Monday, 23 April 2012

Girls who are boys who like boys to be girls

During the pregnancy I was adamant Bug wasn't going to be wearing pink. I often said things like  'none of that shite in our house.' I didn't want her to conform to what society expects at such an early age -- there will be pressure enough when she's older.

It's only over the past century that boys have donned blue and girls pink. Before that we all wore dresses. Someone decided (I'm looking at you Freud) that if children wore the wrong thing they'd grow up perverted, and as we all know a small boy in a white frock will grow up a donkey knobber.

With full knowledge of how passionately I felt, Bear dressed Bug in a pink baby grow two days after she was born. I turned to my girlfriend and took a stand on an issue hugely important to me by screeching 'oh my god she looks fucking adorable!'

From that day on, pink was in. Not all the way, of course, but a girly foot in the door.

I had my morals though -- even if I was prepared to discard them at the first sign of cuteness -- so I started looking for gender neutral clothes and quickly discovered that shops don't stock them. If it's pink, yellow or flowery it's in the girl section. If it's any other animal, vegetable or mineral then it's for boys.

Here's an example. This is a hoody we bought Bug using money sent from her Great Granny: 

It's a (non-mating) panda. Bug points to it, smiles, and says 'bear.' She knows what it is and she's a girl. Yet it's only available in the boys section. When did pandas become boy specific? Is this why they have problems breeding?

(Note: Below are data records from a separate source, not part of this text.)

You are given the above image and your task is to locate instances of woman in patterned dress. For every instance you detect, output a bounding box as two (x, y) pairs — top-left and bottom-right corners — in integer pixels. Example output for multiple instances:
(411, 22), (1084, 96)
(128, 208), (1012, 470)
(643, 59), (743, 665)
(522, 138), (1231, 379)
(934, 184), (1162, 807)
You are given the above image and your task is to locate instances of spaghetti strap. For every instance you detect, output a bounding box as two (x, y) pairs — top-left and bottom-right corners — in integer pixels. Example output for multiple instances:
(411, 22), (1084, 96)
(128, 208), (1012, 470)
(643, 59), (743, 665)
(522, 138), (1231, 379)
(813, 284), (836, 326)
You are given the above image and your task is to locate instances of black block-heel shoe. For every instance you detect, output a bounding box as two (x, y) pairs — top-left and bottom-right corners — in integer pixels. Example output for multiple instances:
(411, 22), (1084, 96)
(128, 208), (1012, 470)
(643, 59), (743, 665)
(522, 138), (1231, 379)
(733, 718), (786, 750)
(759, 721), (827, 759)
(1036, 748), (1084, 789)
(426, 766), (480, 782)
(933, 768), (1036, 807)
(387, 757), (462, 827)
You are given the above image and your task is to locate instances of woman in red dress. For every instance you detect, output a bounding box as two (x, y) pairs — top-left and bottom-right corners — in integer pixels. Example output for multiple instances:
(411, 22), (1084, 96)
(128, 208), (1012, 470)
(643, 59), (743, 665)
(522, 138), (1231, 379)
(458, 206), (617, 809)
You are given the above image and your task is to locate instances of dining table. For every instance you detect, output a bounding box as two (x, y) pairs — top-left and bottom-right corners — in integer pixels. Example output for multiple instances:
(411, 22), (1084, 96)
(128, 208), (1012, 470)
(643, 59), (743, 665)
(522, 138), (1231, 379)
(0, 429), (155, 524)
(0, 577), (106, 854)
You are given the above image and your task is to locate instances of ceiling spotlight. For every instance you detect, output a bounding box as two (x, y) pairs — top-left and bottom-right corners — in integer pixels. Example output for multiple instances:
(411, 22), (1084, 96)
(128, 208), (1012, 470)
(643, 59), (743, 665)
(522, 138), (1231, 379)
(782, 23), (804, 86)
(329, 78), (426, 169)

A quick glance online shows these items on clothing for boys: Star Wars, Mr.Men, an octopus, Snoopy, a robot, a dinosaur, and finally: letters and numerals.

I am a child of Star Wars. It was the first film I ever saw at the cinema. I watched one of the three films almost daily as a child. It is my one true love and it broke my heart. Throughout all of this, I never had Star Wars down as a film for boys. I'm pretty certain George Lucas didn't either, if only for the extra revenue stream. Try telling this little girl that Star Wars is only available in boy sizes:

Perhaps it's easier to feel like this about clothing when you have a daughter. I like to think I'd be the same if I had a son. But would I? If I asked my hypothetical son what he'd like to wear for the day and he pointed to a dress, would I say 'not fucking likely' or would I ask him what he'd like to coordinate it with?

The best thing about rhetorical questions is that I don't have to answer.

A quick search for girls clothes shows flowers if you're dignified, slogans such as 'don't you wish your daughter was hot like me?' (ages 1-7) if you're not. I should be happy: the letters on the boys clothes are a random assortment where as the letters on the girls clothing quite clearly make a complex sentence. Go girls. The happiness is somewhat diminished by the horrific hyper-sexualisation of children not out of nappies.

As Jimmy Carr says: what's the biggest cause of paedophilia in this country? Sexy kids. 

Bye for now. 



This particular blog is far from finished. I've been a bit off colour the past couple of days, though when I started blogging I set myself a target of a blog a week and I'm going to stick with it.


  1. One of my favourite pictures from my childhood is of me dressed in red doc martens, yellow trousers, and a batman tshirt, complete with oversized sunglasses. I hated wearing dresses, until I reached the age of about 19, and realised they were more flattering and comfortable than jeans. It's disappointing that boys clothes are more exciting than girls clothes nowadays - sexualisation of children aside - it makes me wish that the kids clothes from the 80s were still 'cool' and 'retro' like the adults ones are...
    Hope you're feeling better soon!

  2. I'm sending my brother a link to your blog because he has the same problem finding fun non-pink clothes for Tegan.